Le esperienze guidano la ripresa

Il segmento luxury ha raggiunto quota 1.500 miliardi di euro di valore complessivo del comparto. La spesa dei consumatori per le esperienze è tornata ai massimi storici, trainata da una ripresa delle interazioni sociali e dei viaggi (soprattutto nelle fasce di età più giovani). “Guardando alle prospettive 2024, in questo contesto emerge il sentiment positivo dei brand di alta gamma soprattutto per quanto riguarda l’ospitalità come best performer che potrebbe raggiungere un +9% di fatturato. -aggiunge Stefania Lazzaroni, direttrice generale di Altagamma- Tra i mercati con maggiore potenzialità del comparto spicca l’India”. All’interno dell’Altagamma Consensus 2024 si delineano altri dettagli: in Europa i turisti internazionali compenseranno la più debole domanda interna e avranno un impatto positivo sul mercato, in crescita del 4%. I turisti cinesi, grazie allo sblocco dei visti e la ripresa completa dei viaggi, tornano nelle città europee.

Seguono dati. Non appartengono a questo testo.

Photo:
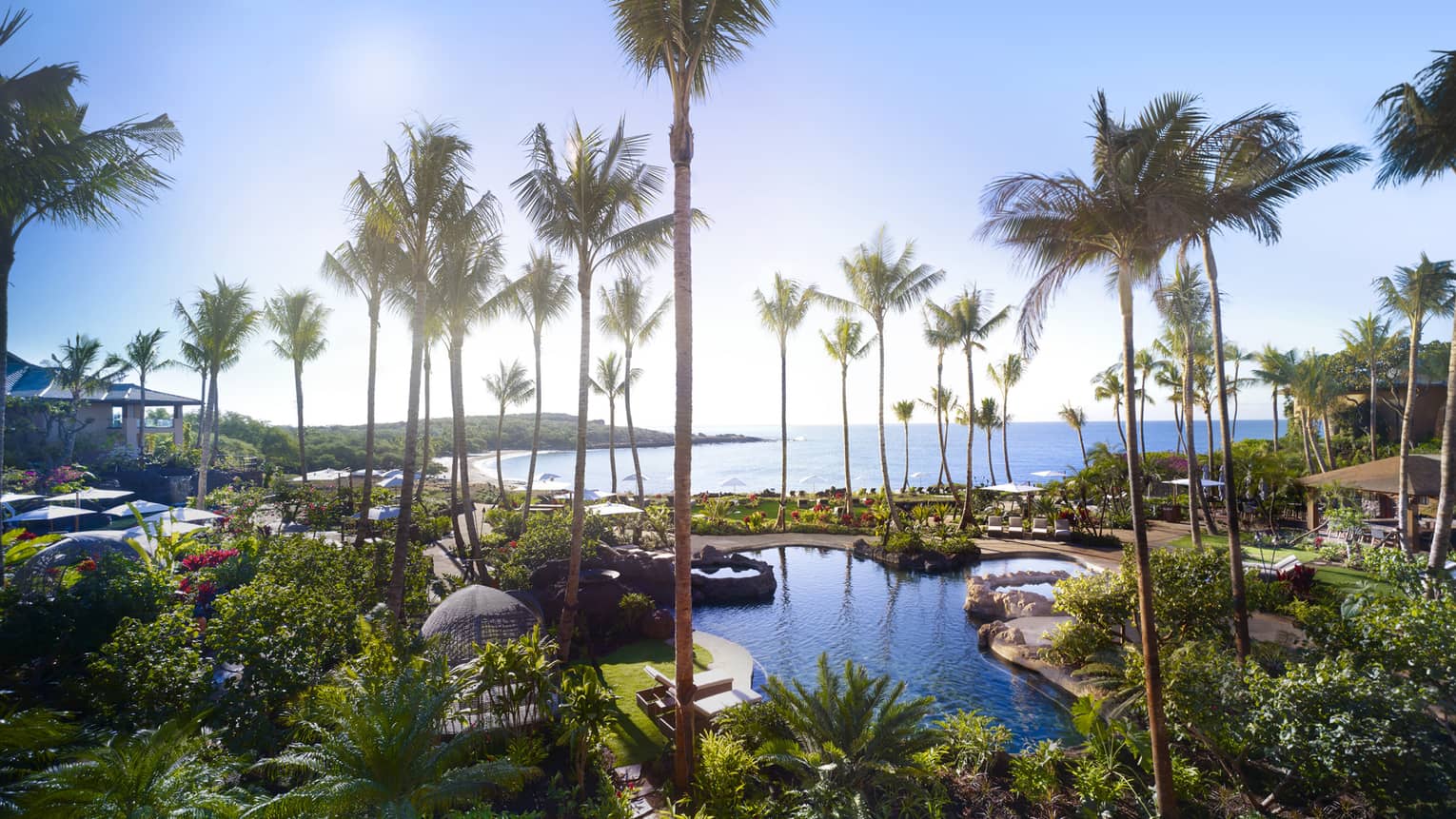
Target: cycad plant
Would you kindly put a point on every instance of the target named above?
(969, 321)
(884, 280)
(60, 172)
(852, 735)
(1414, 293)
(591, 203)
(80, 370)
(511, 386)
(370, 747)
(780, 312)
(1143, 189)
(629, 316)
(846, 345)
(143, 355)
(299, 322)
(541, 296)
(1418, 142)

Boom crociere e hotellerie

Altri interessanti spunti sul comparto turistico emergono dall’Altagamma-Bain Worldwide Luxury Market Monitor 2023. “L’outdoor continua ad affermarsi come mega trend di crescita, soprattutto dopo la pandemia. Positivi anche i numeri legati all’hotellerie con il proliferare di nuovi progetti di lusso in fase di realizzazione, o in pipeline, soprattutto nelle capitali europee, Usa, Emirati Arabi e Asia. -spiegano Claudia D’Arpizio e Federica Levato, senior partner di Bain & Company- Di pari passo, crescono i prezzi delle camere (quasi raddoppiati rispetto al pre pandemia) e il tasso di occupazione, mentre l’Adr resta stabile. Boom delle crociere di lusso che segnano un +110%. Il turismo sta ricominciando a dare vitalità a tutto il comparto luxury, Italia e Francia continuano a crescere e i viaggiatori provenienti da Usa, Middle East e Cina trainano i consumi. Entro il 2030 la Generazione Z rappresenterà il 25-30% degli acquisti nel mercato del lusso, mentre i Millennial rappresenteranno il 50-55%”.

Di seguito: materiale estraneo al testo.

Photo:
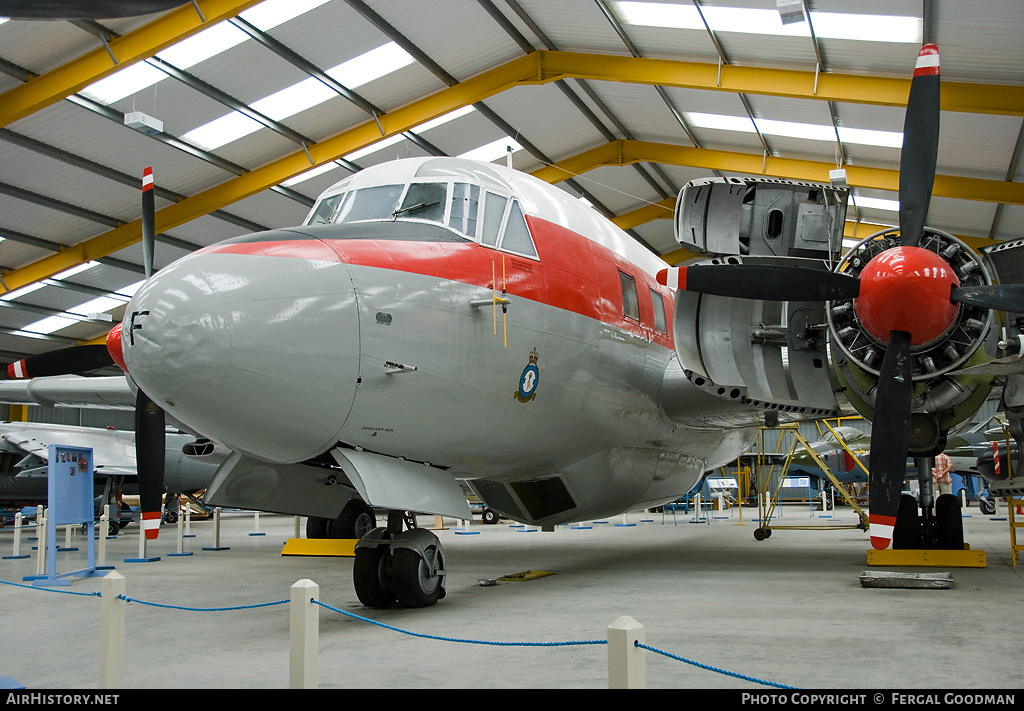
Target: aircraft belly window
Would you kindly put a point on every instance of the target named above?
(465, 201)
(424, 201)
(325, 209)
(659, 322)
(371, 203)
(631, 302)
(494, 211)
(517, 237)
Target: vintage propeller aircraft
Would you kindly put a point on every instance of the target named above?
(439, 320)
(25, 451)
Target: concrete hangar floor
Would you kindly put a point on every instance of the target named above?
(786, 611)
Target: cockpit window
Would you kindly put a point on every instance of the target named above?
(325, 209)
(465, 202)
(494, 213)
(370, 203)
(517, 234)
(424, 201)
(493, 219)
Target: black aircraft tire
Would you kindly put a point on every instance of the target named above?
(355, 520)
(948, 524)
(316, 527)
(907, 532)
(412, 584)
(372, 577)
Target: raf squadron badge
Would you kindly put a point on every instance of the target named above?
(528, 380)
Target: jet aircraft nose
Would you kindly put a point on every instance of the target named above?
(252, 343)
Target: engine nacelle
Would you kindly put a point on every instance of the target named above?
(942, 396)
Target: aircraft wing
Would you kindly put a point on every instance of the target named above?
(71, 390)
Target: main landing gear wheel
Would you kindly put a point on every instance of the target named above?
(907, 533)
(372, 573)
(356, 519)
(419, 579)
(407, 568)
(948, 524)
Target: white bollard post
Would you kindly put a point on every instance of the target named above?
(627, 662)
(17, 535)
(41, 543)
(304, 636)
(112, 631)
(104, 526)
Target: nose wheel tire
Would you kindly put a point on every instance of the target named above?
(419, 580)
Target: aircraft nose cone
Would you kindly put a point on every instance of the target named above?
(257, 350)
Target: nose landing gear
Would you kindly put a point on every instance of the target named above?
(398, 567)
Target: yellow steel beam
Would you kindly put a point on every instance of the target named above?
(960, 96)
(48, 88)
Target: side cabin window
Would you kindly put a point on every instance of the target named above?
(631, 301)
(659, 321)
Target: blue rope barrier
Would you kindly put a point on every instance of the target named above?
(455, 639)
(710, 668)
(67, 592)
(202, 610)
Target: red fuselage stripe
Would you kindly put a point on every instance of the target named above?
(573, 273)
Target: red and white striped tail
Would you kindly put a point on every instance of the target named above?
(928, 60)
(882, 530)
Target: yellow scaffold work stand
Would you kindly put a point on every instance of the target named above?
(766, 505)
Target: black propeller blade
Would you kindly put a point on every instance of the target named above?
(1001, 297)
(890, 435)
(151, 447)
(921, 147)
(771, 283)
(79, 359)
(151, 437)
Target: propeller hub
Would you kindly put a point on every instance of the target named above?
(906, 289)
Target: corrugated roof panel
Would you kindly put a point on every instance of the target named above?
(641, 111)
(43, 45)
(558, 130)
(481, 44)
(84, 133)
(574, 26)
(43, 222)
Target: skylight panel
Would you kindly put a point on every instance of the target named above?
(373, 65)
(768, 22)
(493, 151)
(794, 129)
(192, 50)
(304, 94)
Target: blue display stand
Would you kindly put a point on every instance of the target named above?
(70, 502)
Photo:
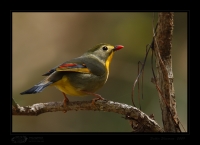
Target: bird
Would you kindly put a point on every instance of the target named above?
(80, 76)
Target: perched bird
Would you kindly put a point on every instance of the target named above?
(80, 76)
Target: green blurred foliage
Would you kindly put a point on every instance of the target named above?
(43, 40)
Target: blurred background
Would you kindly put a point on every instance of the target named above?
(42, 40)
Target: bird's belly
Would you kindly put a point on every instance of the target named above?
(65, 86)
(77, 84)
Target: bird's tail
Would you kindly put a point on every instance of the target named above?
(37, 88)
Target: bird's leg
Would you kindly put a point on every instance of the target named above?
(98, 97)
(65, 101)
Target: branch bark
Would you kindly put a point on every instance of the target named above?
(164, 78)
(132, 113)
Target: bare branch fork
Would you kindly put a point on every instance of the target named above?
(130, 112)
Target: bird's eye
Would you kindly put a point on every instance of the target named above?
(105, 48)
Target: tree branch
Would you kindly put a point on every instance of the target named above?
(131, 113)
(164, 78)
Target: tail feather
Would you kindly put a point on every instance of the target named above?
(36, 89)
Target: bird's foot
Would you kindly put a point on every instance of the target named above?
(65, 101)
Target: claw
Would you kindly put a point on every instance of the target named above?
(65, 101)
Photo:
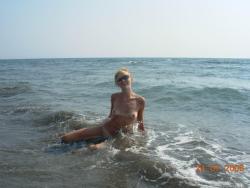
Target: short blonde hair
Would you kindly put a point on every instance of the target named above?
(122, 70)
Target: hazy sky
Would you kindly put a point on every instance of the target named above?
(124, 28)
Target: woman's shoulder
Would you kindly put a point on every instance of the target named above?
(114, 95)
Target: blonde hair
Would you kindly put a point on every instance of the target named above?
(122, 70)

Cina in recupero, ma mancano i voli

Analizzando più nel dettaglio lo shopping tax free “Nel 2019 la spesa di russi e ucraini incideva per il 10%, oggi senza questi due mercati abbiamo comunque raggiunto un +15% rispetto al pre pandemia con un incremento anche dello scontrino medio. -conclude Pier Francesco Nervini, Coo north & central Europe & global accounts di Global Blue– Il mix di nazionalità alla base della ripresa è guidato dagli statunitensi e dai turisti dei Paesi del Golfo, che hanno aumentato la loro spesa rispettivamente del 250% e del 170% nei primi dieci mesi dell’anno. In Europa (dove spiccano le performance di Italia e Francia), inoltre, la ripresa della spesa tax free da parte dei turisti provenienti dalla Cina ha raggiunto a ottobre il suo picco al 52%. Un dato dovuto al parziale ritorno degli shopper cinesi (39%), ancora ben al di sotto dell’intero recupero della capacità aerea (60%). Sulle attese di turismo dalla Cina nei prossimi mesi, le prospettive sono promettenti, poiché i dati indicano un notevole desiderio di viaggiare, con una percentuale del 73% registrata a ottobre. Al contempo, si osserva un costante aumento della capacità aerea proveniente dalla Cina: rispetto a ottobre, è previsto un incremento di 13 punti percentuali a novembre e di ulteriori 6 a dicembre, raggiungendo così il 79% entro fine anno”.